Target 8.B: Needs of Least Developed Countries (LDC’s)
I. Principles of action:
“Tariff and quota free access for the least developed countries' exports; enhanced programme of debt relief for heavily indebted poor countries (HIPC) and cancellation of official bilateral debt; more generous Official Development Aid (ODA) for countries committed to poverty reduction”.
This target includes those that are probably the most controversial issues in the development field, namely ODA and the debt question. Accordingly, it is met by severe criticism from Samir Amin, who states that the HIPC programme “imposes a genuinely colonial tutelage” on beneficiary countries, this being accepted as legitimate by practically everyone, including national populations.
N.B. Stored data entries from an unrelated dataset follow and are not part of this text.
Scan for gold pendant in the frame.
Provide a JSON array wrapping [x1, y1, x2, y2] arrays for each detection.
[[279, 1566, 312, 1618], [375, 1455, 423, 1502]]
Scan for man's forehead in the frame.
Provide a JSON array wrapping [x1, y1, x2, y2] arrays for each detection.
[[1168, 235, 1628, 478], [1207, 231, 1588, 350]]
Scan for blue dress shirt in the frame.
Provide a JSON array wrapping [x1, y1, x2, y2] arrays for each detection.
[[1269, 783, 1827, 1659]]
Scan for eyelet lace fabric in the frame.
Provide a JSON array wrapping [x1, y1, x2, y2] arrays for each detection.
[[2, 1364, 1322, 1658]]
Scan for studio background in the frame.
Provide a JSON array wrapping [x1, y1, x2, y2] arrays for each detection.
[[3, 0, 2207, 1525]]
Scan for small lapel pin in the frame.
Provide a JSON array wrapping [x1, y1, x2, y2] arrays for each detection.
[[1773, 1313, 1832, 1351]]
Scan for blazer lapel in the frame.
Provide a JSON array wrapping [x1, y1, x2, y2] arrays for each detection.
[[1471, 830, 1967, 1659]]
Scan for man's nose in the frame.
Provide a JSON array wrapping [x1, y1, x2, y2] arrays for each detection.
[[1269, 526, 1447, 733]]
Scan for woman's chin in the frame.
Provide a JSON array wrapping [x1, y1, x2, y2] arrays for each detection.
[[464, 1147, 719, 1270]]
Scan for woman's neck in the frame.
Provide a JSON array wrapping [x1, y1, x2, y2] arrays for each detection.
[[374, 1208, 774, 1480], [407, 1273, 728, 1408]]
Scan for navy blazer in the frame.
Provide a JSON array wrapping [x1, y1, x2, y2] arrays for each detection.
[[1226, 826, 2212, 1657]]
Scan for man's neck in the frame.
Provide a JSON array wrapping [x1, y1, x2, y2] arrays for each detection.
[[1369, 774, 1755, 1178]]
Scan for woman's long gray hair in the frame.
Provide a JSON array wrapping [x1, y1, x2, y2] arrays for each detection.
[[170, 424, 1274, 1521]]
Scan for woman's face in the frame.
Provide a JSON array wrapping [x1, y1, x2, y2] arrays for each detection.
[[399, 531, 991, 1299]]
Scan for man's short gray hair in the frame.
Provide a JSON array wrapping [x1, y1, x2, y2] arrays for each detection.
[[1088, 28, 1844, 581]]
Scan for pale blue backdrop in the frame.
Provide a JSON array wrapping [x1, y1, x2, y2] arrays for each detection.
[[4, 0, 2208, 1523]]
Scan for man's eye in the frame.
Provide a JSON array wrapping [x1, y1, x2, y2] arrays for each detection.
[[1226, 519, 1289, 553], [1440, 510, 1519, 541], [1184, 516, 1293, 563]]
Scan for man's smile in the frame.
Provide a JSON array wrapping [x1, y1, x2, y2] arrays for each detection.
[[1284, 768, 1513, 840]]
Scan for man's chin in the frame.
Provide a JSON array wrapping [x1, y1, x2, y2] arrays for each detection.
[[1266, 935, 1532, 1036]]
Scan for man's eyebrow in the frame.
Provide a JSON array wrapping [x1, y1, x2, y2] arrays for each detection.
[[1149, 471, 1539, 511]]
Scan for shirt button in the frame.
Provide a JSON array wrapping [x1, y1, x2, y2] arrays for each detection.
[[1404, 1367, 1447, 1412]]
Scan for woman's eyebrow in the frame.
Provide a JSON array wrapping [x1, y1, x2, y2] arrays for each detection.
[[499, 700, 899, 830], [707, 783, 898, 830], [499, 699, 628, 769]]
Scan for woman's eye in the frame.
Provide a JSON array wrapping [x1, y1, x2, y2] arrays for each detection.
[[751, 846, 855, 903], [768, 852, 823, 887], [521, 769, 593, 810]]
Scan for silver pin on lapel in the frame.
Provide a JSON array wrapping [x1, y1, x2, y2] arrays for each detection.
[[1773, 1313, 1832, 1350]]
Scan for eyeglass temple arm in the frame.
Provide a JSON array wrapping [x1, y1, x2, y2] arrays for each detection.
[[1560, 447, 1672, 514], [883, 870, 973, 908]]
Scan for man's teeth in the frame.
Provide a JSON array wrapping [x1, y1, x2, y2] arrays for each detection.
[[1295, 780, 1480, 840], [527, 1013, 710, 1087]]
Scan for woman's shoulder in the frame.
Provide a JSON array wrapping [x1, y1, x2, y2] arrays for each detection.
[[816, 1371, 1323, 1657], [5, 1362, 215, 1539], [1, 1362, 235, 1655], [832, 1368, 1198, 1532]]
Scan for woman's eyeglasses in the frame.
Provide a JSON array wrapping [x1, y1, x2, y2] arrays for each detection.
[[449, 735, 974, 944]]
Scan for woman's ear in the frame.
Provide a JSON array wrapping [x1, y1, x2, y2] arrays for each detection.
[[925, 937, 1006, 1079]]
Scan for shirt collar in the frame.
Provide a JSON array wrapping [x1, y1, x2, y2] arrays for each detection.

When it comes to the pledge for “more generous ODA commitment”, the author envisages it as a major “comedy”, bearing in mind that similar pledges have been “endlessly repeated for the last fifty years by those who are responsible for implementing it and yet never do it”. The adjective “generous” itself should lead us to further questioning if we assume this critical perspective that implies that aid is only provided by donors to advance their own interests and not those of the recipient countries, and in this questioning we must consider, for instance, the issues of conditionality of aid and distribution of aid, knowing that it is not always attributed to the most impoverished countries – the fact that Irak was the first receptor of aid in absolute terms in 2007, followed by Afghanistan, appears to support the perspective that suggests the existence of less noble interests underlying the allocation of aid.
The commitment made in 2000 pledged for the attribution of 0.7% of developed countries Gross National Income to Official Development Aid by 2015, but this value is not predicted to be achieved, considering the reality of 0.3% in 2008. Donor countries are expected to rise ODA by 0.5% this year, in order to still have the chance to meet the target in a short 5 years’ time. However, perspectives of reaching those levels of ODA become even more remote when we face the possibility of a decrease in the amount of assigned aid as another consequence of the economic crisis which provokes a reduction of revenues of developed countries. In what concerns debt “sustainability”, some progresses are reported, given the 2008 data showing that 35 out of 40 eligible countries were receiving debt relief and some 24 out of these received a commitment of $ 23.6 billion through the Multilateral Debt Relief Initiative (MDRI). Despite the fact that 13 out of 22 countries in post-completion of HIPC are still classified as being at high risk of debt distress, both HIPC and MDRI should be completed to try to ensure that target 8.B is reached, and adding to this it is recommended that all debt relief be additional to ODA – since these are two different commitments – in view of the successful reaching of the target’s aims.